Sounds simple, doesn't it? An object that opens and closes, meant to shield from the rain. But behind the surface — the stretched fabric, the ribs that fold and extend — there's an invisible life, a silent burden. Because to protect isn't just to keep water off the skin. To protect is to bear the weight of the world that hides beneath me.

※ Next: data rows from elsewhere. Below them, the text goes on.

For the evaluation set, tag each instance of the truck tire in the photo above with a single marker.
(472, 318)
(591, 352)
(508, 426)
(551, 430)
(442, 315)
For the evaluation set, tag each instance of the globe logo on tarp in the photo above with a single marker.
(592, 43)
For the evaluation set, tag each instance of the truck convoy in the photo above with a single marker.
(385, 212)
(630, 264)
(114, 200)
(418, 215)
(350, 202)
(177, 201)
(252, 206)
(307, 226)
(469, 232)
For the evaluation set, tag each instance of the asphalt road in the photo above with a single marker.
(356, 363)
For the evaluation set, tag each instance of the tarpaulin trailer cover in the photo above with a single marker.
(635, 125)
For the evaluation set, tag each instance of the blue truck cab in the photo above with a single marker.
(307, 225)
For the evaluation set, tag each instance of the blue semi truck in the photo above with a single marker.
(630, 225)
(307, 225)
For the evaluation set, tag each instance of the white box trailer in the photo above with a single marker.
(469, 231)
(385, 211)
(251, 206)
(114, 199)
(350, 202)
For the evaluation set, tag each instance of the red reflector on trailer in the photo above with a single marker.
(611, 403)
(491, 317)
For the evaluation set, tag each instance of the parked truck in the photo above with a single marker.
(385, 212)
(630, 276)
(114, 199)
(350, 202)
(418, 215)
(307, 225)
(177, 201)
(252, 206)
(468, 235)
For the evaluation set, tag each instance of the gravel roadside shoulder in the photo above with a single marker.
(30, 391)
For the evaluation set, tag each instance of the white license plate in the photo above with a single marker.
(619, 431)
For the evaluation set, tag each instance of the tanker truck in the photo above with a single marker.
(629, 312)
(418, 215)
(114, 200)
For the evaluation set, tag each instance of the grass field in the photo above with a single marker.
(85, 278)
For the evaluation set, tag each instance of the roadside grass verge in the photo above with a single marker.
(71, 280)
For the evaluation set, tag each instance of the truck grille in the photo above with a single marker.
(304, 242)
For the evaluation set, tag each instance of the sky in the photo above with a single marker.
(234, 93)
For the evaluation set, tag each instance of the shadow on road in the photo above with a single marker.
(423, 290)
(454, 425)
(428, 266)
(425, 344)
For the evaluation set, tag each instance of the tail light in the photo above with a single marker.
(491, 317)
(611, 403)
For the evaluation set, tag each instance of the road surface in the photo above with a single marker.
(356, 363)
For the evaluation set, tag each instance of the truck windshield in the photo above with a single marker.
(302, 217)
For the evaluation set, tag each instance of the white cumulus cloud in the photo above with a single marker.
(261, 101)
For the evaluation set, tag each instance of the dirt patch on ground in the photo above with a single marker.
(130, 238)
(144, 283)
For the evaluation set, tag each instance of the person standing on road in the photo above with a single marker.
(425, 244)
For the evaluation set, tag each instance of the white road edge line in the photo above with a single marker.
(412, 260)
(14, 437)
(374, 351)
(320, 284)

When I find myself open, I'm a temporary roof, a shelter against the liquid chaos of the sky. But how many times have I wondered: am I truly protecting? Or merely delaying the inevitable? The rain, no matter how hard I try, always finds a way. It drips through the edges, soaks the shoes, seeps into thoughts.

And maybe the rain isn't the enemy.

Maybe the storm is necessary so that those beneath me can understand what it means to be alive. Because life is like rain: sometimes it wets, sometimes it stings, sometimes it burns.

I've learned that being protection isn't enough. I must be a witness.

A witness to the anguish whispered in the silence of wet streets, to the tears disguised by rain, to the internal battles fought within quiet hearts.

I saw a man in a suit standing on the sidewalk, his gaze lost in the storm. He held me, but it was as if the weight he carried inside was stronger than my fabric and metal. He didn't need protection from the water — he needed protection from himself.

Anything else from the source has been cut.